Supplies sawtooth signals to a linear combination of gates, which effectively does a 2D scan.

Parameters:

• gates (list[dict]) – A list containing two dictionaries with both the the gate name keys and relative amplitude values.

• sweep_ranges (list) – A list two overall amplitude of the sawtooth waves in millivolt in the x- and y-direction.

• period (float) – The total period of the sawtooth signals in seconds.

• resolution (list) – Two integer values with the number of sawtooth signal (pixels) in the x- and y-direction.

• width (float) – Width of the rising sawtooth ramp as a proportion of the total cycle. Needs a value between 0 and 1. The value 1 producing a rising ramp, while 0 produces a falling ramp.

• do_upload (bool, Optional) – Does not upload the waves to the AWG’s when set to False.

Returns:

A dictionary with the properties of the sawtooth signals; the original sawtooth sequence, the sweep ranges, the marker properties and period of the sawtooth signals.

Example

>> sec_period = 1e-6 >> resolution = [10, 10] >> mV_sweep_ranges = [100, 100] >> gates = [{‘P4’: 1}, {‘P7’: 0.1}] >> sweep_data = virtual_awg.sweep_gates_2d(gates, mV_sweep_ranges, period, resolution)

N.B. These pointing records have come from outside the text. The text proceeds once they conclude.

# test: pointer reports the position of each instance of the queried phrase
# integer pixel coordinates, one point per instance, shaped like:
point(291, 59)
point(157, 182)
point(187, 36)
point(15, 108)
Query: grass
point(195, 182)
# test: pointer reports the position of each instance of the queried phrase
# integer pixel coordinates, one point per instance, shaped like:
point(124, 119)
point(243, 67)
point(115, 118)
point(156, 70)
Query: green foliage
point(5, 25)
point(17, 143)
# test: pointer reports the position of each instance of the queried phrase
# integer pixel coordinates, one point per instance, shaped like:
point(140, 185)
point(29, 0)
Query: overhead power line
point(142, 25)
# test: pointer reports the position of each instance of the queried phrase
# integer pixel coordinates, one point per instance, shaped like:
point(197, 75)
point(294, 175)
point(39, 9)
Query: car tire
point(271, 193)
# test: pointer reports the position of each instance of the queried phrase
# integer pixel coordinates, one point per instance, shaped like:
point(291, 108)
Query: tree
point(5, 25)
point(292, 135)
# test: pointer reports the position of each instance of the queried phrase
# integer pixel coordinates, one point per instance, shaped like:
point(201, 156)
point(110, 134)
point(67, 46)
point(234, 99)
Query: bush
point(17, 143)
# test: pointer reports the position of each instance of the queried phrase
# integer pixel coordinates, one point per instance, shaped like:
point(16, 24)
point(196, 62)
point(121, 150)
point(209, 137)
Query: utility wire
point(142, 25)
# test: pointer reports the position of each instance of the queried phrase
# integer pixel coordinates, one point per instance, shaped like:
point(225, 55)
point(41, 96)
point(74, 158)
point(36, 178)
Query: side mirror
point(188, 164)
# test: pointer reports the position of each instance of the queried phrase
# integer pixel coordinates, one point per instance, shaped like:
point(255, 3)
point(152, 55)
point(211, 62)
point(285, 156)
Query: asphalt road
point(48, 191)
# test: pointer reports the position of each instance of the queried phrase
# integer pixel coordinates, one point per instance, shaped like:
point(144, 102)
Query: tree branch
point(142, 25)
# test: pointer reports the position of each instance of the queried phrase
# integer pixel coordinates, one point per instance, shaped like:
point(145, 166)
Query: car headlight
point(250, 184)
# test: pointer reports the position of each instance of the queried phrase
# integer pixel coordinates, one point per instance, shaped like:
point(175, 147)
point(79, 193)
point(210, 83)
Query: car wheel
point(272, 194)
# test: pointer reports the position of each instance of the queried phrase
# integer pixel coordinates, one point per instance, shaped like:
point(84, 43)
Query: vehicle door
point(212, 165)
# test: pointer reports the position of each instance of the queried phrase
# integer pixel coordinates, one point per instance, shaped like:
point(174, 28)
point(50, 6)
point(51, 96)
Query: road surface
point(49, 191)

update_digitizer_marker_settings(uptime, delay)

Updates the marker settings of the AWG to trigger the digitizer. Note that the

uptime and delay time in seconds must not be bigger then the period of the uploaded waveform.

Parameters:

• uptime (float) – The marker up period in seconds.

• delay (float) – The marker delay in seconds.

update_setting(awg_number, setting, value)

Updates a setting of the underlying AWG. The default settings are set

during constructing of the AWG.

Parameters:

• awg_number (int) – The AWG number for the settings that will be changed.

• setting (str) – The name of the setting e.g. ‘amplitude’.

• value (float, int or string) – The value of the setting e.g. 2.0 V.

update_slave_awg_marker_settings(uptime, delay)

Updates the marker settings of the AWG to trigger the other AWG’s. Note that the

uptime and delay time in seconds must not be bigger then the period of the uploaded waveform.

Parameters:

• uptime (float) – The marker up period in seconds.

• delay (float) – The marker delay in seconds.

exception qtt.instrument_drivers.virtualAwg.virtual_awg.VirtualAwgError

Bases: Exception

Exception for a specific error related to the virtual AWG.